The iPhone 7 and iPhone 7 Plus take this further thanks to the super-fast A10 microchip with its much-improved image signal processor. On these devices, you can take clearer eight-megapixel snaps during full 4K video capture (2,160-by-3,840 pixel resolution) at 30 FPS, without skipping a beat.
How to take a picture while shooting video
Step 1: Launch the Camera app on your iPhone, iPod touch or iPad.
Step 2: Swipe your way to the video shooting mode.
Step 3: Start recording a clip by tapping on the red Record Video button at the bottom of the interface. You can also press either volume button to start recording.
Step 4: While recording, tap the white Take Picture button in the lower left corner of the interface.

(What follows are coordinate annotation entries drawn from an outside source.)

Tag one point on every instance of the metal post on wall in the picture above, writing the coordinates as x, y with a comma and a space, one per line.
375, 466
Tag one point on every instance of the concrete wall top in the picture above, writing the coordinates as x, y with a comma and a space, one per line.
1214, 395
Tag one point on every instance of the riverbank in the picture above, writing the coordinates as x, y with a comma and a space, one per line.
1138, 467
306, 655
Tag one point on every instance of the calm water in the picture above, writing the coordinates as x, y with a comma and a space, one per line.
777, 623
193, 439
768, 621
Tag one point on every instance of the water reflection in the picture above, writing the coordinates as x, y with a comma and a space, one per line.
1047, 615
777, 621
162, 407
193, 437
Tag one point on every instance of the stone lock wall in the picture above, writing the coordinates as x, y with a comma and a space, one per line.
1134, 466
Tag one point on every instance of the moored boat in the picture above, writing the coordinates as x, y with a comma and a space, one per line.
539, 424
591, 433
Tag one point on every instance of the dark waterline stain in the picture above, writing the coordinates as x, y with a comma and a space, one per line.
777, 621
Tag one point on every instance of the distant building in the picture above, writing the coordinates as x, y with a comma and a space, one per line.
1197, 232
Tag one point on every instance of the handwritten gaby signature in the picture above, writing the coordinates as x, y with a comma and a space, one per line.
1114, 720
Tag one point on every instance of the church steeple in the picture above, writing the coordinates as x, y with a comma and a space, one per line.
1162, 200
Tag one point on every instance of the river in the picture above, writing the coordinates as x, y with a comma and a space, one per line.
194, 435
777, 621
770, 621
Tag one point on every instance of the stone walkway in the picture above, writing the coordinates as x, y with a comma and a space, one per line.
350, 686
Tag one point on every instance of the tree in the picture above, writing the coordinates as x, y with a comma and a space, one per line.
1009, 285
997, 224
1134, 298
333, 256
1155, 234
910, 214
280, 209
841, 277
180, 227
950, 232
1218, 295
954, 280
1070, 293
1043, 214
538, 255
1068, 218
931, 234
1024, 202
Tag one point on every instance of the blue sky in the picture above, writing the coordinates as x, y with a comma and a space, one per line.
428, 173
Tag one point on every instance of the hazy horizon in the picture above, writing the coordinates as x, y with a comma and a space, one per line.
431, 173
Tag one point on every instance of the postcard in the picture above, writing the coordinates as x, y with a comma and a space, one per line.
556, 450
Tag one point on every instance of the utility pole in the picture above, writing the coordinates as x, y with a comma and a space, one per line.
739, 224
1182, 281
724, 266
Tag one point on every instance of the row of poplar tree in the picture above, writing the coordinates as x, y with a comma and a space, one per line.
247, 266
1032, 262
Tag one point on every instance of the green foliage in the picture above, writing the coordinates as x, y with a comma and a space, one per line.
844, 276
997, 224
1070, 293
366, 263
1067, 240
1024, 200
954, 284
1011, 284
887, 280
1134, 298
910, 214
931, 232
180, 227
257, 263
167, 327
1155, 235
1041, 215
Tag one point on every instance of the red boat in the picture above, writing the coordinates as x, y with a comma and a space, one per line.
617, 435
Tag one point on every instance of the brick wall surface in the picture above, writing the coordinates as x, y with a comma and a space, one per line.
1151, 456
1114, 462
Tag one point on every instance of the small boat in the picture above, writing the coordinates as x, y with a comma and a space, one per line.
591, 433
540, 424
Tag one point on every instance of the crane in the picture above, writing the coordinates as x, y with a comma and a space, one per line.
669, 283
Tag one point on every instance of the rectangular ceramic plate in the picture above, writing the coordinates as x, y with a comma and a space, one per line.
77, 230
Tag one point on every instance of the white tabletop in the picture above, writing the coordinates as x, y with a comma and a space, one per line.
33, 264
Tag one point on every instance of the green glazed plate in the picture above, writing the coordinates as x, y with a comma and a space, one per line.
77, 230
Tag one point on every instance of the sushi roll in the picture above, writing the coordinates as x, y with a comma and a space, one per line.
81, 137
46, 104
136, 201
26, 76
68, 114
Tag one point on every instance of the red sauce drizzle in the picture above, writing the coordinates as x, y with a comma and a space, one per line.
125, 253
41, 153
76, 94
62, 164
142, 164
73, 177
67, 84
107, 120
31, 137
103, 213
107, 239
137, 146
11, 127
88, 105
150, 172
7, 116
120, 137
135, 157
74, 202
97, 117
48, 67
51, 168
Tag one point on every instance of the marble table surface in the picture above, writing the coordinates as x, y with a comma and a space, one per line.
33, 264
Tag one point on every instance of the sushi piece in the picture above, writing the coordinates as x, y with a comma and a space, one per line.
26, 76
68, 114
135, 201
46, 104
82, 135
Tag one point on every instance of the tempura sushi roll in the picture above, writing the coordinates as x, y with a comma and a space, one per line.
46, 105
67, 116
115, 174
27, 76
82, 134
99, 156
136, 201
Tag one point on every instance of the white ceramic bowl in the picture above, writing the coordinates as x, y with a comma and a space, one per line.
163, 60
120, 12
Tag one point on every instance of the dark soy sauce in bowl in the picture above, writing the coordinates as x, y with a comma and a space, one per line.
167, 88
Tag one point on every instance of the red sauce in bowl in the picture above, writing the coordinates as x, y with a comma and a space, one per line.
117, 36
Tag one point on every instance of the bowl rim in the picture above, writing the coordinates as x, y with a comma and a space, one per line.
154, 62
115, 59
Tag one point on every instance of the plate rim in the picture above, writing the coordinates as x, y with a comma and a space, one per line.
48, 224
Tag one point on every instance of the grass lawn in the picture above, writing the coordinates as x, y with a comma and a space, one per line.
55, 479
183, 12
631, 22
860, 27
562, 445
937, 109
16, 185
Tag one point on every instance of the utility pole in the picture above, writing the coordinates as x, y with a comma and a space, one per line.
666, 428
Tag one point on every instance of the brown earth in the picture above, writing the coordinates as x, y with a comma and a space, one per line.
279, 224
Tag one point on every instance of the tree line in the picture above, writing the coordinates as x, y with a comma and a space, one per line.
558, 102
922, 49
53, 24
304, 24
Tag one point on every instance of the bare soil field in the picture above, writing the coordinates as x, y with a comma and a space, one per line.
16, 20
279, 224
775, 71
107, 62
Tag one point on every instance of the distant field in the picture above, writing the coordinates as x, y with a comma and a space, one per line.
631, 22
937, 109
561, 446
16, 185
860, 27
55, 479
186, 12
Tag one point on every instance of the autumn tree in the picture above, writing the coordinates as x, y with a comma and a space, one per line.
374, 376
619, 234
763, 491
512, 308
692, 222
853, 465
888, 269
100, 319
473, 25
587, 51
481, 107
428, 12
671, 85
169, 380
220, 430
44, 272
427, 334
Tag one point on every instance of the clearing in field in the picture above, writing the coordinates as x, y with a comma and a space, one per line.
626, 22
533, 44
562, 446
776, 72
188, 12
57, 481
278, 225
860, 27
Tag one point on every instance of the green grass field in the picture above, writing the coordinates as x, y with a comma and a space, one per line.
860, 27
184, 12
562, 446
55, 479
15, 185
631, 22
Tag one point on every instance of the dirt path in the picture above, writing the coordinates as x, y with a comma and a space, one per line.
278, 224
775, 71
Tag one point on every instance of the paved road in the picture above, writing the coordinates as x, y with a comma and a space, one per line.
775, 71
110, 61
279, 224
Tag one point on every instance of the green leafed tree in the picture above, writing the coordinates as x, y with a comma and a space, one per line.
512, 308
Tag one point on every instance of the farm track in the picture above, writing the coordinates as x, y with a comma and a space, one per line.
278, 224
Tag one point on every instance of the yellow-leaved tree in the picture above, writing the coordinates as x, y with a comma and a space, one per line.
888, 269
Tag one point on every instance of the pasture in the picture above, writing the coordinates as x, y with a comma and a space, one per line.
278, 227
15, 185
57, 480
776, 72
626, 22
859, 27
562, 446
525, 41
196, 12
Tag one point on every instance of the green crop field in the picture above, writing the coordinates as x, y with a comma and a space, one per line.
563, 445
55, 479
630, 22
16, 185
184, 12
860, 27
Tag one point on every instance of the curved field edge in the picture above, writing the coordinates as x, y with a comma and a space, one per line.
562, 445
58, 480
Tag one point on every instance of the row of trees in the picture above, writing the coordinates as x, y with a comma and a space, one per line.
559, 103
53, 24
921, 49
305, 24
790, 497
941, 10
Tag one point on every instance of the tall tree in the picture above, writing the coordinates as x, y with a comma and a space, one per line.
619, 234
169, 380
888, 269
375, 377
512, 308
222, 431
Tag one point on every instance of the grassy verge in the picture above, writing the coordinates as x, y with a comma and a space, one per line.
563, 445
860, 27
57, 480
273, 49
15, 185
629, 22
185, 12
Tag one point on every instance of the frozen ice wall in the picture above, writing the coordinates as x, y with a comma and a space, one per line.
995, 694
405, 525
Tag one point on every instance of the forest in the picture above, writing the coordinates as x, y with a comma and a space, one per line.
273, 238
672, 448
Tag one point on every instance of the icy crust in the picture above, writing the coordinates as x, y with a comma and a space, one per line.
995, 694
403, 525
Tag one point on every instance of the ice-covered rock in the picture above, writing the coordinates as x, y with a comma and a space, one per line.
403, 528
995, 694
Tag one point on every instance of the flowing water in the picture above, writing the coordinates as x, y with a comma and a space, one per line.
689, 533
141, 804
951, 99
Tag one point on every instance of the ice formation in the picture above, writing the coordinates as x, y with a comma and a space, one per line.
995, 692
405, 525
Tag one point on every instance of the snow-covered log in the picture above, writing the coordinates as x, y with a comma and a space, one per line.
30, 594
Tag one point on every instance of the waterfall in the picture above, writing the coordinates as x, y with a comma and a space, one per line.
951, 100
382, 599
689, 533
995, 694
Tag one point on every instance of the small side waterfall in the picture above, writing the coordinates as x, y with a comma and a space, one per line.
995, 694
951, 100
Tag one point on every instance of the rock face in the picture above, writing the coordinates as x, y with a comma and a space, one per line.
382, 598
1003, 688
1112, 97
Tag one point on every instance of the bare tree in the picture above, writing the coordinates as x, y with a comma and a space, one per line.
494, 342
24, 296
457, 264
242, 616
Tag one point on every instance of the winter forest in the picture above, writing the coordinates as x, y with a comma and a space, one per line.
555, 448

The screen will blink whenever you capture a still during video capture. You can tap the Take Picture button during a single recording session as many times as you like in order to take multiple stills.
Snapping photos while recording is supported on any iPhone from the iPhone 5 onward. On iPads, this feature is compatible with the fourth-generation iPad and later. In terms of iPad touches, only the sixth-generation model supports taking stills while recording (if you own a fifth-generation iPod touch, there’s a jailbreak tweak for just that).
Due to their more advanced hardware, the iPhone 7 and iPhone 7 Plus let you snap stills at eight megapixels while recording 4K video. But what about the iPhone 6 and iPhone 6 Plus, I hear you ask.
These devices can snap four-megapixel stills at 1,532-by-2,720 pixels while shooting full HD 1080p video in 30 or 60 frames per second. By comparison, the iSight camera on these iPhones normally takes eight-megapixel photos at 2,448-by-3,264 pixels.
Lowering video capture resolution to 720p in Settings → Photos & Camera → Record Video has no effect on the resolution of stills you snap during video capture.
However, capturing stills while recording in Slo-mo lowers the quality of your stills to a paltry 720-by-1,280 pixel resolution on the iPhone 6 and iPhone 6 Plus, regardless of your Slo-mo quality settings under Settings → Photos & Camera → Record Slo-mo.
You cannot take stills while capturing a Time-lapse.
How’s this useful?
I’ve been actually using this feature quite a lot on my devices.
Whenever an interesting moment presents itself for a second or two during a video capture session, I hit the Take Picture button without thinking twice.
It’s much better to snap a photo this way—albeit at a bit lower resolution than your iPhone’s camera normally allows—versus missing that perfect shot altogether or having to find and export a blurry still from the video at a later stage.